その時、外からけたたましい鐘の音が聞こえて来た。
「魔物襲来の鐘!?こんな真昼間からか」
外に出るとビーザムに乗った魔導士がすごい勢いで近づいて来た。
「レイ様・・へ・・ヘカトンケイルが現れてゲオルグ様を・・・」
「ヘカトンケイルだと、あのような腐海の奥に生息する魔物がなぜ市中に現れるのだ」
ヘカトンケイルは三つの頭と六本の腕を持つ巨人型の魔物だ。
三つの頭にはそれぞれ名前がついており、コットス、アイガイオーン、ギューゲースと言う。
それぞれが違う属性を持つ厄介な部類の魔物だ。
レイがビーザムを取り出す。続いてオフィーリエも。私も取り出して、空に向かって投げた。後をついて行くと広場で暴れる巨人と果敢に戦う騎士達が見えてくる。その中にゲオルグがいた。
「ゲオルグ!」
ヘカトンケイルはあからさまにゲオルグだけを狙っていた。魔物に標的を教え込むのは、かなりの高位魔術だ。敵はなかなかの手練れだといえよう。
巨人の六本の手からゲオルグに向けて魔力攻撃が発せられる。
「逃げて、ゲオルグ!」
私が叫ぶと同時に、レイが杖を出し呪文を唱える。
「光よ 魔を祓いし 我が眷属よ
力を我が手に ライトニング」
凄まじい光が一直線にヘカトンケイルの身体を襲った。
レイは中央の人間だったのか。
これほど威力のある光魔法を見たのは前世ぶりだ。中央の高位の貴族並みの魔力量である。

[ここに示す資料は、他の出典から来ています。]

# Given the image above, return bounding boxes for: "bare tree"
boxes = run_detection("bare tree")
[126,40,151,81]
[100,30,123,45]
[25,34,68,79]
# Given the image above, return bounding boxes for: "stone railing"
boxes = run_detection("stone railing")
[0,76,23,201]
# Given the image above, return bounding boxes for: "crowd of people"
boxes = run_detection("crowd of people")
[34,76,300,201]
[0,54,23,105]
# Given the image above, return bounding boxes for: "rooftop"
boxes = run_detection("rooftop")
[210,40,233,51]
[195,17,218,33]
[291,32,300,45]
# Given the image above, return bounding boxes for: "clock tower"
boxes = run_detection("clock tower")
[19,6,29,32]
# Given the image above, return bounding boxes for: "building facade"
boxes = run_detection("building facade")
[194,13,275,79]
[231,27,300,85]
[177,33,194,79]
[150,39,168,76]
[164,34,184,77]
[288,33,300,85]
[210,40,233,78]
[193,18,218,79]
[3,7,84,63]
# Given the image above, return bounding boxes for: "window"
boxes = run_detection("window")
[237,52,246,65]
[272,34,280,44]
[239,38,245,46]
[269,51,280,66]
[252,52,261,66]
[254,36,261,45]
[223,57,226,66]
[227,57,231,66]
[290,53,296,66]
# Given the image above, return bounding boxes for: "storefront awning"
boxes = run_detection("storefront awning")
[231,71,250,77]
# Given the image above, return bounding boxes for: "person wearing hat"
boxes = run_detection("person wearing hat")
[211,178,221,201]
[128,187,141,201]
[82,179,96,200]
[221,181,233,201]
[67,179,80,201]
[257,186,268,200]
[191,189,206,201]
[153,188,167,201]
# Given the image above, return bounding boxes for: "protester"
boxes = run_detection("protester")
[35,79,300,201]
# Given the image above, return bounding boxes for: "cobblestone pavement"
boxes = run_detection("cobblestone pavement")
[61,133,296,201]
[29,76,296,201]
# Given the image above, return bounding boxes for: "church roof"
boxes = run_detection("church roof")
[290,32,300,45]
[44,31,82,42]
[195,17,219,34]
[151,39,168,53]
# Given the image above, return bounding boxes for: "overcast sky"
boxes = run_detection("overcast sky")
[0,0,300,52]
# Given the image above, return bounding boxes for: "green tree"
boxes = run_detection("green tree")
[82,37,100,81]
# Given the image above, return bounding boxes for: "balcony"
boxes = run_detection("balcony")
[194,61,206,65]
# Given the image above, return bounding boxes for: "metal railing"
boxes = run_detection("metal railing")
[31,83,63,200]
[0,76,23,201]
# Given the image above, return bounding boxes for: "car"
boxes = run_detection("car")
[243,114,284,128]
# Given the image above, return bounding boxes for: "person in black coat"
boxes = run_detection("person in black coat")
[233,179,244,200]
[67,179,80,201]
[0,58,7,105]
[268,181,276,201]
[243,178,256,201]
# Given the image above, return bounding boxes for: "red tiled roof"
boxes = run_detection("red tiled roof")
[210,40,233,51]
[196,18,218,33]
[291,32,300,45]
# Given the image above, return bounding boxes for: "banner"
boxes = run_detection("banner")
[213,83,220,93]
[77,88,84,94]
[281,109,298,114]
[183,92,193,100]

だがヘカトンケイルは少し身体を揺らしただけで、すぐに体勢を立て直した。
「どうやら光耐性がついてますね」
私の言葉にレイが険しい表情をした。
「なぜわかる?」
「ヘカトンケイルにはそれぞれの頭部に闇耐性、風耐性、土耐性が付いています。闇と相反する光魔法は最も効果的な攻撃方法のはずなのに、先程の攻撃でかすり傷一つ負っていないのは不自然です」
「確かに・・では」
「何者かが光の守護をかけているようですね」
「光の守護・・だと」
「私が解除しますので、もう一度先程の攻撃をやってみてください」
「君は一体・・どうしてそんなことが出来る?」
私はそれには答えずに、魔法無効化の呪文を唱えた。
「世はあらゆるまやかし 見えぬまことの姿よ グラビゾン ヘイラス」
ヘカトンケイルにかかっていた守護魔法が打ち切られ、一気に力を無くす。次の瞬間、レイが魔法を、ゲオルグが上空から魔剣を振り抜いた。
激しい閃光と共に、ヘカトンケイルの体が真っ二つに割れた。